Which State Has the Worst EHR Usage By Far?

A shockingly large majority of physicians who intend to participate in the EHR Incentive Programs actually do not have the capability to support 14 of the 17 objectives.

Although the use of electronic health record (EHR) systems by office-based physicians has increased greatly year over year, the usage state by state varies greatly, according to a Data Brief from the National Center for Health Statistics.

In 2013, 78% of office-based physicians were using any type of EHR system, compared to 48% in 2009 and just 18% in 2001. However, only 48% of these physicians reported having a system that met the criteria for a basic EHR system. The adoption of basic EHR systems by office-based doctors was up 21% from the previous year.

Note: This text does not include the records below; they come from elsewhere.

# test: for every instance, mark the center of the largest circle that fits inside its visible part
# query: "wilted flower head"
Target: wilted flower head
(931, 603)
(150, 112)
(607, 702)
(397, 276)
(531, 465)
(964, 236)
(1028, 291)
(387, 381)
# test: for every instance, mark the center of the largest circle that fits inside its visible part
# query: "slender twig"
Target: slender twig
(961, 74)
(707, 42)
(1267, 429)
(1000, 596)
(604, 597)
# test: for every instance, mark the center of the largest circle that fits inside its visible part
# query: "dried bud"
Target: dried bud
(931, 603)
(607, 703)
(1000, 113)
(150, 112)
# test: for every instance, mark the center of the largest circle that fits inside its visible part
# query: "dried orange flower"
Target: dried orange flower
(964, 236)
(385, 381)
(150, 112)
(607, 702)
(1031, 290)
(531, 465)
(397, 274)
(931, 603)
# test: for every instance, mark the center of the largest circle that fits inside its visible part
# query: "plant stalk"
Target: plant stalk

New Jersey had the lowest percentage (21%) of physicians who had an EHR system that met the criteria for a basic system. Other states below the national average were Connecticut, Maryland, Nevada, Oklahoma, Vermont, West Virginia and Wyoming, according to the NCHS brief.

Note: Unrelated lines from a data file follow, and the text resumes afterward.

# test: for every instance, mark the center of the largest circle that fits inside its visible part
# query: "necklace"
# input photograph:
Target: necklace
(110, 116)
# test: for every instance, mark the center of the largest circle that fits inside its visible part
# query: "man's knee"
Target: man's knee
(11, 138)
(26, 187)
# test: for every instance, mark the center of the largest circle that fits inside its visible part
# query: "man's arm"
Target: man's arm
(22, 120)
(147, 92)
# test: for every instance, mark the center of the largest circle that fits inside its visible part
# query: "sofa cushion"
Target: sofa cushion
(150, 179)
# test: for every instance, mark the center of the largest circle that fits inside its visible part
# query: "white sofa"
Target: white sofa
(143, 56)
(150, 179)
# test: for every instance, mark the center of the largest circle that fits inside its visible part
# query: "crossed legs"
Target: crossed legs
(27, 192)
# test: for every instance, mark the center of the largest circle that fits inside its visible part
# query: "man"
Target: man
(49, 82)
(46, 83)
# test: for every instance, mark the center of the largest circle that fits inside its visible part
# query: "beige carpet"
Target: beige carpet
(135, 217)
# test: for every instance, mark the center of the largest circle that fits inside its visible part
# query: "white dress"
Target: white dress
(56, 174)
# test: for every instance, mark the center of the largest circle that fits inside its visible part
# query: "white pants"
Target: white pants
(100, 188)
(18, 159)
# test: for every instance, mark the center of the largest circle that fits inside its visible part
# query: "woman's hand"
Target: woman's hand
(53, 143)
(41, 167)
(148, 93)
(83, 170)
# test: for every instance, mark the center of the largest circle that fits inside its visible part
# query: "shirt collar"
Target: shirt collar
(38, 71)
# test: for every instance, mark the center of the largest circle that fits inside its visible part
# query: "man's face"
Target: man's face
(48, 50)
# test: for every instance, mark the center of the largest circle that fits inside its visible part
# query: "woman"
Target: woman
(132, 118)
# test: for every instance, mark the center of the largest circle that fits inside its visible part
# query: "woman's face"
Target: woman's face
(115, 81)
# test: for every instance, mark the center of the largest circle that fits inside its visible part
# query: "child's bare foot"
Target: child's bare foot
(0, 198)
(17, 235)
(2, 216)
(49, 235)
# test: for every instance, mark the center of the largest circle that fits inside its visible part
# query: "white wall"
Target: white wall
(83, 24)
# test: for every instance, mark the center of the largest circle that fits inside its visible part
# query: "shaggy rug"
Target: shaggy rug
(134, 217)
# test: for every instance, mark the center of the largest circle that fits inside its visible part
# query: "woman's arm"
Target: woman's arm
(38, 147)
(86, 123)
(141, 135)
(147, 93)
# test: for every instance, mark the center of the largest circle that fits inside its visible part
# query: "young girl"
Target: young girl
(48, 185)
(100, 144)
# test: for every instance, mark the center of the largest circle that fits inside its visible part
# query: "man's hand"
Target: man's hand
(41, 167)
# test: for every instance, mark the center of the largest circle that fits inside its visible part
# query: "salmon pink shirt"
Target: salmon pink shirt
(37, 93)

In contrast, North Dakota had the highest percentage (83%) of physicians with a basic EHR system. Minnesota, though, had the highest percentage (94%) of physicians using any type of EHR system. New Jersey, again, had the lowest (66%).

The national average for office-based physicians with a basic EHR system was 48%, with Iowa, Massachusetts, Minnesota, North Dakota, Oregon, South Dakota, Utah, Washington and Wisconsin significantly higher than the average.

The research also found that just 13% of office-based physicians both intend to participate in meaningful use incentives and had EHR systems that had the capabilities to support 14 of the 17 Stage 2 Core Set objectives. A huge majority (81%) of physicians intending to participate in the EHR Incentive Programs said they do not have systems with the capability to support 14 objectives.